Taxi Driver, ce sont les tripes de New York, le New York vécu par Scorsese, une ville puante et sale, « full of junkies » et que Travis Bickle compte assainir. Sauf que rien n’est sain, pas même l’ambition ou les motivations de Travis. Il tombe et s’enfonce dans la violence, comme il s’aventure dans les quartiers malfamés ou les salles pornos. Et pourtant, la pluie tombe sur New York, et si elle ne nettoie pas la Big Apple comme Travis le souhaiterait, elle la sublime par les reflets sur la chaussée des cent mille néons de cette jungle moderne. Les animaux de cette jungle sont étranges, violents mais aussi touchants comme les travestis noirs, sirènes sensuelles et nocturnes des trottoirs new-yorkais. La photographie de Michael Chapman transcende le protagoniste qu’est cette ville peuplée et obscure.
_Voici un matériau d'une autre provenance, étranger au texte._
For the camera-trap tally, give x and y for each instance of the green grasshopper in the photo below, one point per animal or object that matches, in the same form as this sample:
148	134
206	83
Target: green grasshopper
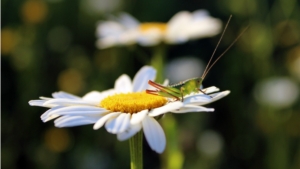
181	89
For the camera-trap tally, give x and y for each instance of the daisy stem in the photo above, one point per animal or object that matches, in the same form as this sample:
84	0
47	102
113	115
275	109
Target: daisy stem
136	151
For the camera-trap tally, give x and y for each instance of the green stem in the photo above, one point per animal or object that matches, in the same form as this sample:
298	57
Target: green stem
136	151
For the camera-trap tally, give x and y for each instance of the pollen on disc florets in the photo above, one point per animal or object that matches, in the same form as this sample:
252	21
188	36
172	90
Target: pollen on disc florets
132	102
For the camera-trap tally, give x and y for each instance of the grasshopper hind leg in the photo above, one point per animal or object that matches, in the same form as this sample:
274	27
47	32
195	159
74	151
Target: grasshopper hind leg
203	92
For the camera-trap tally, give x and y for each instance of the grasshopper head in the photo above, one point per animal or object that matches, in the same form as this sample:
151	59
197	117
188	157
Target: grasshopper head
199	81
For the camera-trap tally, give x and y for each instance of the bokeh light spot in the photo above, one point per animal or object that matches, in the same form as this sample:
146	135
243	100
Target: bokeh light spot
34	11
280	92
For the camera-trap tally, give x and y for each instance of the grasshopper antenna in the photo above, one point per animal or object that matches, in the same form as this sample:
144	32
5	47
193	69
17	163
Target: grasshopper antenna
208	67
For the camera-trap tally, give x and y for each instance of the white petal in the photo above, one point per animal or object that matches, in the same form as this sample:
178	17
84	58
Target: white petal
68	102
93	96
119	124
65	95
197	99
193	108
46	117
37	103
138	117
123	84
217	96
166	108
70	121
140	81
211	89
103	119
78	110
154	134
132	130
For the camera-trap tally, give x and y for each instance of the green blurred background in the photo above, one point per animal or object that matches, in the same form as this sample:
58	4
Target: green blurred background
49	45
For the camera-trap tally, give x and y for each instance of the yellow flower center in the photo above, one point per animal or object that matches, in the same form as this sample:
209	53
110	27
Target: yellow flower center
132	102
162	27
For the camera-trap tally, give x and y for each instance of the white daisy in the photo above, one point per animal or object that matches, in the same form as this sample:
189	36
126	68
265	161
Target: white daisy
183	26
124	110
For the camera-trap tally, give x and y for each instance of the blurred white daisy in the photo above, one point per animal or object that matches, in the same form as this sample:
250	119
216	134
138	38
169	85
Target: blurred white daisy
124	110
183	26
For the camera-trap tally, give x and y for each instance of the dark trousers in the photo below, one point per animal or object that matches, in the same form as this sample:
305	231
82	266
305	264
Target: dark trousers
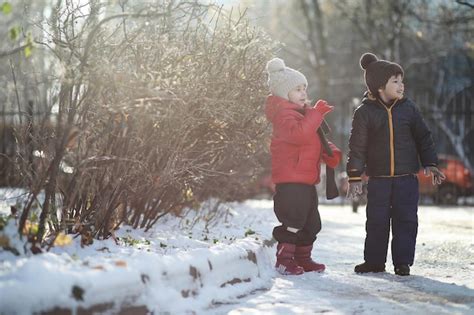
395	200
296	206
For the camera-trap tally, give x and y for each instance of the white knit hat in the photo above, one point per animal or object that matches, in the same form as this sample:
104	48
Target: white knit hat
282	79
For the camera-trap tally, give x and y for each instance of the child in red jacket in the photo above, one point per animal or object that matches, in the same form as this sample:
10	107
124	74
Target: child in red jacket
296	163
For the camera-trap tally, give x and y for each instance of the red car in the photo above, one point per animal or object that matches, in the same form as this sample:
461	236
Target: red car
458	182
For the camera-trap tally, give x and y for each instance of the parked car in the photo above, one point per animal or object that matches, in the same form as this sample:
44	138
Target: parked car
458	182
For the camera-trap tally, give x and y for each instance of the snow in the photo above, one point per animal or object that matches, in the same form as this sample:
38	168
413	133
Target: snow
223	264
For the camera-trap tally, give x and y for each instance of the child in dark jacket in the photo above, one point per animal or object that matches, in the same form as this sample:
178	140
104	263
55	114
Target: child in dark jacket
296	162
388	140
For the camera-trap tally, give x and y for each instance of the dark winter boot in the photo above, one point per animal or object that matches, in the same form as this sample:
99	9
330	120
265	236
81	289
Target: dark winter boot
303	259
402	270
367	267
286	264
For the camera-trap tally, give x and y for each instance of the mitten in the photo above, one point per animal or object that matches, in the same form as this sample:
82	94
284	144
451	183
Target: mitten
355	189
437	176
323	107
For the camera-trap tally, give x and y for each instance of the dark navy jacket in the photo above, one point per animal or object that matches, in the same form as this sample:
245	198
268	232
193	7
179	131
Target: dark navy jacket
389	140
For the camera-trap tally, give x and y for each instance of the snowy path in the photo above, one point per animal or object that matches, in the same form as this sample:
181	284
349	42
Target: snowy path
442	280
170	268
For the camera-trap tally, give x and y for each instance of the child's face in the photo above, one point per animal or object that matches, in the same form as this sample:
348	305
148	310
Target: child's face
298	95
393	89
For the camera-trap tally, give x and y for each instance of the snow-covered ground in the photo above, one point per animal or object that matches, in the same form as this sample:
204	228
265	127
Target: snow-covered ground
220	266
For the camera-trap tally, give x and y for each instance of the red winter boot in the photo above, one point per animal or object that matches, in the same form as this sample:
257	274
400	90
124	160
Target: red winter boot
286	264
303	259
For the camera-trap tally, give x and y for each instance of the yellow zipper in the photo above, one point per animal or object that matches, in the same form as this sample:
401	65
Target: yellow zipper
392	146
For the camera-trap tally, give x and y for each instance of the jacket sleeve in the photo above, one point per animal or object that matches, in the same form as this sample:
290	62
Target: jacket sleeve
358	142
424	140
332	161
293	127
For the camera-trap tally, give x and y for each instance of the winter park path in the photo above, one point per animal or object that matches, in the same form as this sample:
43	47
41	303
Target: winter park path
442	280
224	268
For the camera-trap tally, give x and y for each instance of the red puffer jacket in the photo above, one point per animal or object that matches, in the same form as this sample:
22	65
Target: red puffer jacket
296	148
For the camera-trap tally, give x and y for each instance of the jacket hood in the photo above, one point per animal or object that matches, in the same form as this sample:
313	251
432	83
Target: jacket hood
275	104
369	99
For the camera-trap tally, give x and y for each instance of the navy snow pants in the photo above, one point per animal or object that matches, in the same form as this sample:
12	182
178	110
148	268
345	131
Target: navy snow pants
395	200
296	206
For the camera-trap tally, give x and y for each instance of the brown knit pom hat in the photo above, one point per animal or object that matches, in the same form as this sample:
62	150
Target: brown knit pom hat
377	72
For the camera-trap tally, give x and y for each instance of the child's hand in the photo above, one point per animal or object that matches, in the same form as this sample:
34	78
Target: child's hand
437	176
323	107
355	190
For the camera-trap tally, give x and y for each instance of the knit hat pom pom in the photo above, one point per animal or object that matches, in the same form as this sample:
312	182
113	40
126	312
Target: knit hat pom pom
274	65
367	59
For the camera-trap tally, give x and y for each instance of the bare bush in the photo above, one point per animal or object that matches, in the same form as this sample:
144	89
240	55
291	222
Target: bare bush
159	109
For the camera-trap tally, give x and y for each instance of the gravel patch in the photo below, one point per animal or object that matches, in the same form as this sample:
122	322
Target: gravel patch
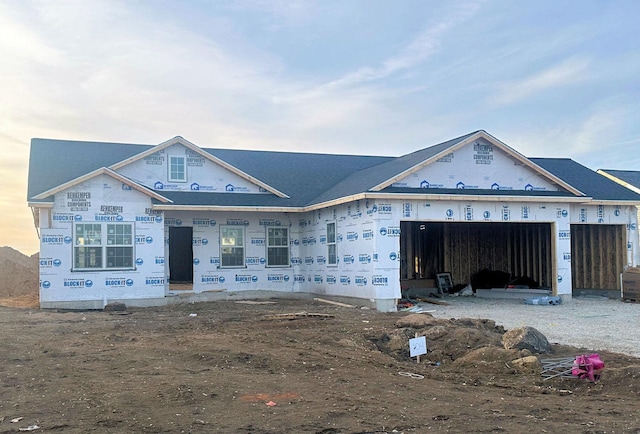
592	323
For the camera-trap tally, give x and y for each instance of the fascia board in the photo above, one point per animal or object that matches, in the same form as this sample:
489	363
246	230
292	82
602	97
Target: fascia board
40	204
504	147
382	196
619	181
424	163
187	144
98	172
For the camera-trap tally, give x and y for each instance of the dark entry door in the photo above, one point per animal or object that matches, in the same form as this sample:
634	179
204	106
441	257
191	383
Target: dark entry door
180	254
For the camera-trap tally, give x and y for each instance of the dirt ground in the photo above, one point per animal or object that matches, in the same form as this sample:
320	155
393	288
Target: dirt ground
284	366
241	368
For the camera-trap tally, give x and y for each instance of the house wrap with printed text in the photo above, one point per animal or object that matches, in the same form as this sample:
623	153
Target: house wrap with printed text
148	225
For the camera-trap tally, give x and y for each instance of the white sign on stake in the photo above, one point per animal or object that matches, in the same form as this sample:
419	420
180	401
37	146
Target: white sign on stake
418	346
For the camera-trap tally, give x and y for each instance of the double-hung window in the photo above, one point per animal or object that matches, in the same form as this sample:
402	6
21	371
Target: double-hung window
231	246
332	248
103	246
277	247
177	168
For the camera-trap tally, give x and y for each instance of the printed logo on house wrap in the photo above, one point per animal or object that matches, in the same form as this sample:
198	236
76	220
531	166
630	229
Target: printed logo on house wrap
141	239
308	241
379	280
54	239
364	258
277	278
65	218
255	260
148	219
117	282
367	234
360	281
203	222
73	283
246	278
214	279
108	218
348	259
390	231
49	262
269	222
154	281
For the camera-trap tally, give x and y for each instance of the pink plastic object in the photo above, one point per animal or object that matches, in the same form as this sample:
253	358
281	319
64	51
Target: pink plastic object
588	366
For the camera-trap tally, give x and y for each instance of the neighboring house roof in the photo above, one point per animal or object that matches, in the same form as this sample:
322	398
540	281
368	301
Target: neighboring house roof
628	178
586	180
302	179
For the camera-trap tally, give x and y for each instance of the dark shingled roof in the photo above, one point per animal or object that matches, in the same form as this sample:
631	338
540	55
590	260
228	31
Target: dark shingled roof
586	180
306	178
629	176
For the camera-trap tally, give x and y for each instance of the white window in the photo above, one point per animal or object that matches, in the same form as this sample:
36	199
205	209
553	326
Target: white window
277	247
177	168
103	246
231	246
332	248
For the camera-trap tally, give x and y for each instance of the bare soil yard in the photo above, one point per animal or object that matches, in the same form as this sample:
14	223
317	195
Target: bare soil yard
215	367
286	367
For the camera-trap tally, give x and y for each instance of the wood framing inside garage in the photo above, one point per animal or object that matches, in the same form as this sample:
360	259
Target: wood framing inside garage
598	256
520	249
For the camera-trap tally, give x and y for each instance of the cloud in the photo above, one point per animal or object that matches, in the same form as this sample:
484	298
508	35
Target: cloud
567	73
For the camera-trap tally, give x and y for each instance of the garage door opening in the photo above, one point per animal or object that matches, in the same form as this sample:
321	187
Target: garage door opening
463	249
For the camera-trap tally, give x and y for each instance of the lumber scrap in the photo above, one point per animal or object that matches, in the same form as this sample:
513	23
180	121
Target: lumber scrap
297	315
336	303
433	301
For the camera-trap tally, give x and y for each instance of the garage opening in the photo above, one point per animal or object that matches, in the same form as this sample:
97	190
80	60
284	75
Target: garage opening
598	257
514	250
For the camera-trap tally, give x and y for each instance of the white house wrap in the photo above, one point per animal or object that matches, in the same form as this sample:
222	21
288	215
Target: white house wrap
143	224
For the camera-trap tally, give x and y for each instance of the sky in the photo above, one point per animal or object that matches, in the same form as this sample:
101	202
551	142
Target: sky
548	78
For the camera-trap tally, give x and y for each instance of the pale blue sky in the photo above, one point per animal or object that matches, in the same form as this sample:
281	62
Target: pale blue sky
548	78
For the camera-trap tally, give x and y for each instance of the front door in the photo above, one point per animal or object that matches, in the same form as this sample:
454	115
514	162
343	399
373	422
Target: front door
180	255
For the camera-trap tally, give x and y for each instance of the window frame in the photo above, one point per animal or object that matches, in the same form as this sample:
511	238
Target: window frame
243	247
333	243
101	247
279	247
170	165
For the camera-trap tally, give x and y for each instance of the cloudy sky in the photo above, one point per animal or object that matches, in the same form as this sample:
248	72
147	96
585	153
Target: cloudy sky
388	77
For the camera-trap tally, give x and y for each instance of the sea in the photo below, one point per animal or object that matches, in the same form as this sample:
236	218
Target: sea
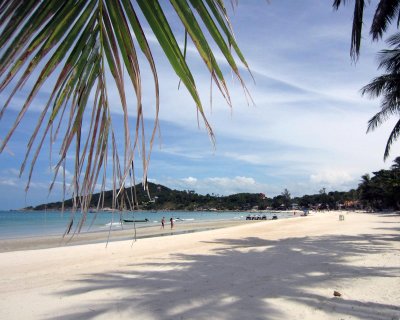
22	224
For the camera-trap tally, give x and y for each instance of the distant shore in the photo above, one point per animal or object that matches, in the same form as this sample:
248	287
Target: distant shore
51	241
333	265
Elle subjugue autant que la musique de Bernard Herrmann, ce jazz très cuivré, fabuleusement sensuel et ponctué par d’inquiétantes envolées qui rappellent ces compositions hitchcockienne. Impression non-négligeable quand on connait la passion du petit réalisateur italo-américain pour le gros maître anglais du suspens.
Taxi Driver est l’un des films les plus sensuels que je connaisse. Peu de films m’ont autant troublée. C’est un film au malaise profond, à la fois personnel et national, un film à propos d’un fou qu’on acclame comme un héros. Et pourtant, comme dans chacun de ses films, Scorsese ne juge pas ses personnages : ni les « junkies » de New York, ni la jeune prostituée interprétée par Jodie Foster, ni l’hautaine Cybill Shepherd, et surtout pas Travis, hanté par la violence de cette Amérique, de New York et du Vietnam. Cette Amérique est fascinante et troublante, elle se veut exemplaire et démocratique mais diffuse des images violentes de son actualité. Depuis l’assassinat de Kennedy, et la guerre du Vietnam, cette violence est permanente sur les chaînes de télévisions et les écrans de cinéma. Taxi Driver en est la preuve, Travis Bickle le produit.
La violence était revivifiée et vous vous sentiez honteux de cette
impression, principalement parce qu’elle reflétait [La Horde Sauvage]
tout ce que nous faisions en réalité au Vietnam, et que nous voyions
tous les soirs aux nouvelles de six heures.
Martin Scorsese en 1969 in « Sam Peckinpah, la violence du Crépuscule », par François Causse aux éditions Dreamland, Paris, 2001.